Article Preview
Top1. Introduction
CUBIST1 is an EU funded research project with an approach that leverages (Business Intelligence) BI to a new level of precise, meaningful and user-friendly analytics of data by following a best-of-breed approach that combines essential features of Semantic Technologies, Business Intelligence and Visual Analytics based on FCA (Formal Concept Analysis). CUBIST aims to:
- •
Support federation of data from unstructured and structured sources;
- •
Persist the federated data in an information warehouse; an approach based on a bi enabled triple store;
- •
Provide novel ways of applying visual analytics based on meaningful diagrammatic representations.
The Visual Analytics part of CUBIST is complementing traditional BI-means by utilizing Formal Concept Analysis (FCA) for analyzing the data in the triple store. FCA is a well-known theory of data analysis which allows to conceptually clustering objects with respect to a given set of attributes and then visualize the (lattice-ordered) set of clusters, e.g. by means of Hasse-diagrams. The starting point of FCA is a formal context (O,A,I) consisting of a set O of formal objects, a set A of formal attributes, and an incidence-relation M ⊆ O × A between the formal objects and attributes. There exists a variety of tools2 to carry out analysis of formal contexts (e.g. conexp, Lattice Miner, or conflexplore), but nearly all of them take a formal context as input. Real data to be analyzed, however, often comes in different forms:
- •
Conceptually, often attributes are not binary, but have values like numbers, strings, or dates (e.g. We have many-valued attributes);
- •
Technically, data can come in form of csv-files, databases, triple stores, etc.
For dealing with many-valued attributes, the best-known and most-used method is conceptual scaling (Ganter & Wille, 1989). Essentially, for a given-many valued attribute, a conceptual scale is a specific context with the values of the many-valued attribute as formal objects. The choice of the formal attributes of the scale is a question of the design of the scale: The formal attributes are meaningful attributes to describe the values; they might be different entities or they might even be the values of the property again. Using a conceptual scale, a dataset with a many-valued attribute can be “translated” into a formal context, where the objects are the objects of the dataset and the attributes are the attributes of the conceptual scale, and the derived formal context can be analyzed with FCA.
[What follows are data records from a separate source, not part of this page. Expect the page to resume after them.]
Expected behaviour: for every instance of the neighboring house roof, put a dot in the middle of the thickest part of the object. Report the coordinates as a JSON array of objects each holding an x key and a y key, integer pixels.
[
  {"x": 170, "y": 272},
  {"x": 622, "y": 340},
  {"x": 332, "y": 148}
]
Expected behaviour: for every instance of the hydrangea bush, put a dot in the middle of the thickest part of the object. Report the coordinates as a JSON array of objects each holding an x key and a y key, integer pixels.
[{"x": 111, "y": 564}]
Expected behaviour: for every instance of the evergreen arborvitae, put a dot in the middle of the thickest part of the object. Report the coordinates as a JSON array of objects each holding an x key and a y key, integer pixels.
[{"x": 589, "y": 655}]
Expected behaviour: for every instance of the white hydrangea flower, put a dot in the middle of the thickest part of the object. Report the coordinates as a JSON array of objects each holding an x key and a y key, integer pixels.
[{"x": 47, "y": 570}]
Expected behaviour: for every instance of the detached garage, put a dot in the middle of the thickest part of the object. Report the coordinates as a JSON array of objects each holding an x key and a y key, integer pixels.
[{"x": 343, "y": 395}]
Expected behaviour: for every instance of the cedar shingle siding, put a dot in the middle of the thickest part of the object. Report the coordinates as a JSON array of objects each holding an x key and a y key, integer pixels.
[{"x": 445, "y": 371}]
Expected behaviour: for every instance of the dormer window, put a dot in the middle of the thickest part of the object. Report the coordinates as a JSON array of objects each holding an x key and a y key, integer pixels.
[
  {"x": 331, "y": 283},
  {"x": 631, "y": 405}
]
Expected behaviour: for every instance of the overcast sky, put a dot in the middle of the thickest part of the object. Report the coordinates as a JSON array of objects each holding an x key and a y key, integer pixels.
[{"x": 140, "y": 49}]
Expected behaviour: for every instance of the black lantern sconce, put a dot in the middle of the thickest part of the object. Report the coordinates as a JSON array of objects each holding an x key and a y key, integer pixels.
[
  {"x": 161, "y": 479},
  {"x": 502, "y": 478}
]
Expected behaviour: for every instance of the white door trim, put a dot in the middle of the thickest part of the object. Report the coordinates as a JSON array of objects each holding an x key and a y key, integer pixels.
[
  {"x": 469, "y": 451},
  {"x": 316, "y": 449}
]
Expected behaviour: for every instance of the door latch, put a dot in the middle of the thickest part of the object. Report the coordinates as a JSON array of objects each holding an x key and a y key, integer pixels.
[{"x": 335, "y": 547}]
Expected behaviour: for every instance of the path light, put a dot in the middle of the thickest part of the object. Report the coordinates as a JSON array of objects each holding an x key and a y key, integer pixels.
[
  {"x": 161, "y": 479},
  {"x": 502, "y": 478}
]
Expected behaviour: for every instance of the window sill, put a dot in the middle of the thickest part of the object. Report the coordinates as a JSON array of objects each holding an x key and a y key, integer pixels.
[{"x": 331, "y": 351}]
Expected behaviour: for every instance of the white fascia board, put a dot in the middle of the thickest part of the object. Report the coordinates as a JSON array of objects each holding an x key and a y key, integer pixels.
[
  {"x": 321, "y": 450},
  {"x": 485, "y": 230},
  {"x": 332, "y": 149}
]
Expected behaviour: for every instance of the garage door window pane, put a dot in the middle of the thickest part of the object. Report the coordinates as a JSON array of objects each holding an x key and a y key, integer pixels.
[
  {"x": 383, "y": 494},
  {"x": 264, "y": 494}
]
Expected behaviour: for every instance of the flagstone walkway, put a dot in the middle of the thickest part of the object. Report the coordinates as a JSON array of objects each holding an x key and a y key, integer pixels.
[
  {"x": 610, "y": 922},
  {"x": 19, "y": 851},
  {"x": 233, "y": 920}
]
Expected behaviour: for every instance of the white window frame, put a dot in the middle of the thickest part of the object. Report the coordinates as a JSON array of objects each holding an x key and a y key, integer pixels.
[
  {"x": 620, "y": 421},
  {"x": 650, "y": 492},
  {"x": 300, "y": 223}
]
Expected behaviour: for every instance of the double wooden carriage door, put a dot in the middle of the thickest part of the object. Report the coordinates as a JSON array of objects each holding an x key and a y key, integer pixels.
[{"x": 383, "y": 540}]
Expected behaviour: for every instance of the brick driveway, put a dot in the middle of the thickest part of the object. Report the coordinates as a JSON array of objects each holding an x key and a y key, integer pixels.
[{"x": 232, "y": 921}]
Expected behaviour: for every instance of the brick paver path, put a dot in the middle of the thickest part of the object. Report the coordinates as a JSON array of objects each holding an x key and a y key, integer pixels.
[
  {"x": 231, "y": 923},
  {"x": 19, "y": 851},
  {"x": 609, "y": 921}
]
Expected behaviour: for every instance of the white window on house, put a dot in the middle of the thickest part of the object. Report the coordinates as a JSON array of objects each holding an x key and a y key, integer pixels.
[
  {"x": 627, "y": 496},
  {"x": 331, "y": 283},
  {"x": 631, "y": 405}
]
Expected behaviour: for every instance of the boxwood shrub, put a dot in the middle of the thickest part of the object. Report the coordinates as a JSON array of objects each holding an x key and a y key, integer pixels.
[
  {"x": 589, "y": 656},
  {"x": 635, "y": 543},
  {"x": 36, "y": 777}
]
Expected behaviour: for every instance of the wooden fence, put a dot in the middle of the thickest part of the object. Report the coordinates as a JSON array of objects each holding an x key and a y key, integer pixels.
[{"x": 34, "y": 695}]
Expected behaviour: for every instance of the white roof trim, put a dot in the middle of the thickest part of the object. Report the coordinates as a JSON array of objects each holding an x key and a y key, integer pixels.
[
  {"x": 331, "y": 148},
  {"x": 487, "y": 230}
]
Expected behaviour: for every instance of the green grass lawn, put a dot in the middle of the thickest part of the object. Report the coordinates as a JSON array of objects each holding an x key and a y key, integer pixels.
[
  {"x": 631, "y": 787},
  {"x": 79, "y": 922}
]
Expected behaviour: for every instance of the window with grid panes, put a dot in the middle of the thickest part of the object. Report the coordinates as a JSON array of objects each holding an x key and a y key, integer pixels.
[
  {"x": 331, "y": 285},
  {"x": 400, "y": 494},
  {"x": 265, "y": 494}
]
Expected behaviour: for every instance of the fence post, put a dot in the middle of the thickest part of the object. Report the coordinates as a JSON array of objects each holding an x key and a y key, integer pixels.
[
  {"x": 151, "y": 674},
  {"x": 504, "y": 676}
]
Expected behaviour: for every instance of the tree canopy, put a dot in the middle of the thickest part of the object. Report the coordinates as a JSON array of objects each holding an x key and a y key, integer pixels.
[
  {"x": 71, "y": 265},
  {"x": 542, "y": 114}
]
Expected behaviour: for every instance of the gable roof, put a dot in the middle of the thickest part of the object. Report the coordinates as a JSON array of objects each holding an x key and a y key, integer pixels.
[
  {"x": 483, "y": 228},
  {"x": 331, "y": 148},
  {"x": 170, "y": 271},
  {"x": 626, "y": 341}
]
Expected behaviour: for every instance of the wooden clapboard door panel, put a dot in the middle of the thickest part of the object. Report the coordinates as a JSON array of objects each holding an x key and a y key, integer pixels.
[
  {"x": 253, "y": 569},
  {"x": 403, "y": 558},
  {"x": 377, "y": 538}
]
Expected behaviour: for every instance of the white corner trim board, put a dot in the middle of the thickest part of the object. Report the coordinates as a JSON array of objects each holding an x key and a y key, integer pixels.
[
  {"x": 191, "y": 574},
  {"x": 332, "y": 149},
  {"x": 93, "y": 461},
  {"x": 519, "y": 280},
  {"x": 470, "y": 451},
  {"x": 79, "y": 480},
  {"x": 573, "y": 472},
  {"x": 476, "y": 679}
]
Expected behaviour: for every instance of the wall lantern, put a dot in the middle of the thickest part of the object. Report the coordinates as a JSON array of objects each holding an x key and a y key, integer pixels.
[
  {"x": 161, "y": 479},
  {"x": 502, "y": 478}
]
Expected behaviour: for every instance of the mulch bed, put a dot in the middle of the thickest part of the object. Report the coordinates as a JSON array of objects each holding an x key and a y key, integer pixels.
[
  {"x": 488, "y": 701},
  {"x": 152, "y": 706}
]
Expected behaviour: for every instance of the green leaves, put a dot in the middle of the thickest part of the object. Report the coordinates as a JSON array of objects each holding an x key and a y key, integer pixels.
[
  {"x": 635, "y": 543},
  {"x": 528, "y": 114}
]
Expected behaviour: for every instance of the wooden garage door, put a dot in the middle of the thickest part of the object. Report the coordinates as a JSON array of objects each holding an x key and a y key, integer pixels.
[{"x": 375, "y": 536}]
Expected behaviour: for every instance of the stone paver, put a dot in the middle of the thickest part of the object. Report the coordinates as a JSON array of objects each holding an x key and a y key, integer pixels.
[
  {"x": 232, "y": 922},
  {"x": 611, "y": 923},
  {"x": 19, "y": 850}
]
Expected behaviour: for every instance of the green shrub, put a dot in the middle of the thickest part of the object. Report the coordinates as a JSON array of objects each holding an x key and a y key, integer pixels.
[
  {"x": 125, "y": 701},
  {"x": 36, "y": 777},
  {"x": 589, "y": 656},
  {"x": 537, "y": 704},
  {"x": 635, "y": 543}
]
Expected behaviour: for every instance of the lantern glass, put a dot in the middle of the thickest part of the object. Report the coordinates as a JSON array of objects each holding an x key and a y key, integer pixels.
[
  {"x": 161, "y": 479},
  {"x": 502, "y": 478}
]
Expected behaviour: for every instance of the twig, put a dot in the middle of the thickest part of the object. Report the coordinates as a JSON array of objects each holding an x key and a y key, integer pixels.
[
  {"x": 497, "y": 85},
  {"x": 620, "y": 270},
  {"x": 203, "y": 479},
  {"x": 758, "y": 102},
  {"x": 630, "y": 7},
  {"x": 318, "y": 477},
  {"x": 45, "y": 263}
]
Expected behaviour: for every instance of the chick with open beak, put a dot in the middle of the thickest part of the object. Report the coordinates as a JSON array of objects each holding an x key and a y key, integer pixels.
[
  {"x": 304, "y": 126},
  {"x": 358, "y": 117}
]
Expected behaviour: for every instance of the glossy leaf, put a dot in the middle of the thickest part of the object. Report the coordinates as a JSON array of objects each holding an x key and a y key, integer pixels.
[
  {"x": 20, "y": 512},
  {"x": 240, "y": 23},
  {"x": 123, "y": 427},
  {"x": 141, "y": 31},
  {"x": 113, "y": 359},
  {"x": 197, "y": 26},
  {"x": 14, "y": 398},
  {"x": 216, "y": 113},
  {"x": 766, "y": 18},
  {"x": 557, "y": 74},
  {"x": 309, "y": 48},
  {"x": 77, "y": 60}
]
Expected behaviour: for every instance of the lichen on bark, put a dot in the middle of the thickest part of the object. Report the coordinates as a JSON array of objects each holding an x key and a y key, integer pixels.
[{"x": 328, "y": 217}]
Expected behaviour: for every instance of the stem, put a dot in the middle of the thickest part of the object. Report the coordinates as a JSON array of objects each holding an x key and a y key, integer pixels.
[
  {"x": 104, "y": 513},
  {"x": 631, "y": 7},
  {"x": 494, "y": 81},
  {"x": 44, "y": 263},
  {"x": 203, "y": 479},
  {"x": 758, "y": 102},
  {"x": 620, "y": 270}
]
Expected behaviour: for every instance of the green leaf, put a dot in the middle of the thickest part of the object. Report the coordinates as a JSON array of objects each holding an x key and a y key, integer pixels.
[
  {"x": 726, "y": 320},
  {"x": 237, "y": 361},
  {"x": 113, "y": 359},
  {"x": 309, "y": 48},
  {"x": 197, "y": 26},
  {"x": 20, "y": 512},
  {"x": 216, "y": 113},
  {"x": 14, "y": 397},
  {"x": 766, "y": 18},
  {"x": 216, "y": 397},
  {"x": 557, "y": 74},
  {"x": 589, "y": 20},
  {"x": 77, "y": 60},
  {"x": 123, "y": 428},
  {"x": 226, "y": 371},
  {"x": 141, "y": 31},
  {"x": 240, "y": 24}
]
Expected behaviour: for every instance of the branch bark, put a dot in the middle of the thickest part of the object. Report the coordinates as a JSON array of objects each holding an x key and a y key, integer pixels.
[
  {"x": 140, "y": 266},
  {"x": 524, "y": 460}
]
From the technical point of view, there are (to the author’s knowledge) essentially two tools which allow for scaling real datasets:
- •
Toscanaj (Becker & Correia, 2005) is a suite of tools which allows to creating conceptual scales out of data from a relational database and then interactively visualizing and exploring the generated concept lattices;
- •
Fcabedrock (Andrews, 2009; Andrews & Orphanides, 2010) is a tool which converts csv-files into formal contexts. It is “taking each many-valued attribute and converting it into as many Boolean attributes as it has values and converting continuous values using ranges.” (Andrews & Orphanides, 2010).